Libre de l’obscure
menace d’un étroit tombeau. On ne sait d’où vient cette phrase qu’on
lit sur l’une des plaques scellées aux murets de ciment bas qui entourent pas
trop joliment à Boulogne-sur-Mer, le Calvaire des marins qui domine le port. Une
belle herbe dense régulièrement entretenue repose d’abord les yeux, jette en
direction de l’horizon sa grande nappe végétale qui fait paraître en contrebas
de la falaise, le sable plus tranquille, l’eau dans le ciel plus calme. Se
retournant, on découvre derrière un rideau de haies vives, sans ouverture sur
la mer, des petits jardins ouvriers tout en salades, poireaux, choux, sans trop
de fleurs ou de fruitiers tandis que dans le petit quartier-résidence de
l’autre côté de la rue, les maisons, simples cubes sans étage apparent, ouvrent
en façade deux ou trois fenêtres minuscules augmentées, dans le haut de leur
porte d’entrée, protégée par un auvent léger, d’un rectangle étroit de jour sombre.
C’est au large, de Land’s End, pointe
extrême au sud-ouest de la Cornouailles dans les parages de l’île mythique de
Lyonesse qui avant de servir de cadre aux « fantasies » du
romancier américain Jack Vance, fut un des lieux merveilleux de la légende
arthurienne, que disparut le jeune Adrien Bourgain, mousse, avec le chalutier Vert
Prairial, au matin du 14 mars 1956. Ses maîtres de l’école d’apprentissage
maritime de Boulogne nous le rappellent, qui ont imaginé pour lui ces mots
singuliers qu’ils ont fait graver sur la plaque de marbre sombre et qui
résonnent étrangement dans ce quartier d’habitation si proche et pourtant si
loin à la fois de la mer. Comme si cette loi d’équilibre qui préside selon
certains philosophes aux destinées du vivant découvrait là encore sa secrète
illustration. Comme si, face à la voracité démonstrative, démesurément ouverte
de la mer, les vies des fils, filles, des cousins, frères et femmes peut-être
encore, de ces marins disparus dont le monument désert prend en charge comme il
peut, le souvenir, avaient cherché – et l’on sait bien que ce n’est qu’une
idée, une impression, les choses pouvant s’expliquer de façon beaucoup plus terre-à-terre,
si l’on peut dire ! – avaient cherché et trouvé là, finalement, à
s’enclore, figées dans l’espace étroit d’un lieu renfermé sur lui-même.

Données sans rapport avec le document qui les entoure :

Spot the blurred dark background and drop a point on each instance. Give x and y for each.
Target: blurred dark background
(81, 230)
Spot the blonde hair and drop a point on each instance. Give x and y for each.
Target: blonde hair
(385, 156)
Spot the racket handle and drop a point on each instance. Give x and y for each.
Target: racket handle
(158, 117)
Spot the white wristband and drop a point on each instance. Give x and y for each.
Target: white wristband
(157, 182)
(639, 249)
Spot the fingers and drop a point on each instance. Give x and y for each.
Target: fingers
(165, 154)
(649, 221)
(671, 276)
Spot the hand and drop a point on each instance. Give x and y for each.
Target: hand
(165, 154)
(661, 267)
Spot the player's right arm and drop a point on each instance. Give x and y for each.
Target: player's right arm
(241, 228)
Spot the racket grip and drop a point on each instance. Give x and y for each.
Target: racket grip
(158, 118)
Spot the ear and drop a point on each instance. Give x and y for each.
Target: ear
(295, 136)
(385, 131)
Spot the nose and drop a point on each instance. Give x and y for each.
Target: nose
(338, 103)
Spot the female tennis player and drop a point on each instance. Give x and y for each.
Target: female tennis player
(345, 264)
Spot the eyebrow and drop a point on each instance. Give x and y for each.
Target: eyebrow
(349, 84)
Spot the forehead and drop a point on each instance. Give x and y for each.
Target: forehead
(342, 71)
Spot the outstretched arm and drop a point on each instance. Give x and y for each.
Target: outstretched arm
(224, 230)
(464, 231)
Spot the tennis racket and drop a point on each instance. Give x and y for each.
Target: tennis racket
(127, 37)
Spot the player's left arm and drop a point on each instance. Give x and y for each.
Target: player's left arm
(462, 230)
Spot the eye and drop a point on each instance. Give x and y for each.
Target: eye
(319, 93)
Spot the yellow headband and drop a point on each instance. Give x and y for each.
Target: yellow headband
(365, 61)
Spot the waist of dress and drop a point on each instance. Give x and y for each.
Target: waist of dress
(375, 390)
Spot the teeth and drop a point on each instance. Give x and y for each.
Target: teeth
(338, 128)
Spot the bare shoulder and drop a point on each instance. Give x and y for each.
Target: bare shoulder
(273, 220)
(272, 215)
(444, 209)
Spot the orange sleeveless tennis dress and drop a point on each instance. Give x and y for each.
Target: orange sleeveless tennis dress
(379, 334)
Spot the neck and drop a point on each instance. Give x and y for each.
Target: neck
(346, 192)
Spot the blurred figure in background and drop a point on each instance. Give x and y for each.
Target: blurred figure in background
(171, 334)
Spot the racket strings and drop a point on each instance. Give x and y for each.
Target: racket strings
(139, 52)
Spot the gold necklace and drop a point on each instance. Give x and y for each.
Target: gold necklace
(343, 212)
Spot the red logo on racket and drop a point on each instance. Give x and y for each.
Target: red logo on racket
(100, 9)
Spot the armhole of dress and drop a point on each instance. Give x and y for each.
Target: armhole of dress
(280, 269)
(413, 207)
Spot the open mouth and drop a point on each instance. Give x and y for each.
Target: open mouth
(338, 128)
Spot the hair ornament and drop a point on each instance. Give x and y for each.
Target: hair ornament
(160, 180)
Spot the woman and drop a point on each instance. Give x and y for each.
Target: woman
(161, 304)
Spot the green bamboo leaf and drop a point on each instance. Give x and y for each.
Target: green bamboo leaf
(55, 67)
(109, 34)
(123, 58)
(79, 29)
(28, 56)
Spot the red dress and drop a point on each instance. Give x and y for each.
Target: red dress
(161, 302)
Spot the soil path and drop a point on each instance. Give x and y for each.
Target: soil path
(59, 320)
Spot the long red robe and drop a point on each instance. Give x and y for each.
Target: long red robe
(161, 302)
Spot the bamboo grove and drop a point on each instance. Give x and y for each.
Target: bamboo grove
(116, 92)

Déshabité du grand large. Délié, dégagé. Affranchi d’horizon.
Mais que sait-on finalement du vivant ?
De la vie véritable des hommes ? Il est facile, ignorant, de monter comme
ça, les mots, les idées, les uns contre les autres. D’opposer ainsi la
séduction de certains lieux à l’absence de charme de tant d’endroits
d’apparence déshérités mais qui ne sont souvent que socialement désavantagés. Sans
doute même que les histoires qui naissent en de tels endroits valent amplement
celles plus convenues des autres. Mais ira-t-on jusqu’à se dire que tel petit
quartier réel comme celui qu’on découvre ici remontant de la mer jusqu’en haut
de la rue du Baron Bucaille reste potentiellement plus riche d’aventure
humaine, de puissance même fictionnelle que
tous ces livres, ces récits qui les enferment depuis longtemps dans les
clichés eux aussi bien souvent étroits de la littérature ? On pourrait
sans réserves l’affirmer s’il ne fallait pour approcher telle secrète et
obscure richesse, une curiosité, une expérience, une capacité d’écoute et
d’interprétation, une multiplicité de savoirs aussi que nos vies simplement normales
ne suffisent en général pas à rassembler. Ainsi passons-nous tout-à côté, en
même temps très loin, des choses. Qu’heureusement des pages, des phrases, jusque
dans leur mensonge, à leur façon quand même, un peu, éclairent. Ne soyons dupes
alors, ni du pouvoir des mots, ni surtout de leur impuissance.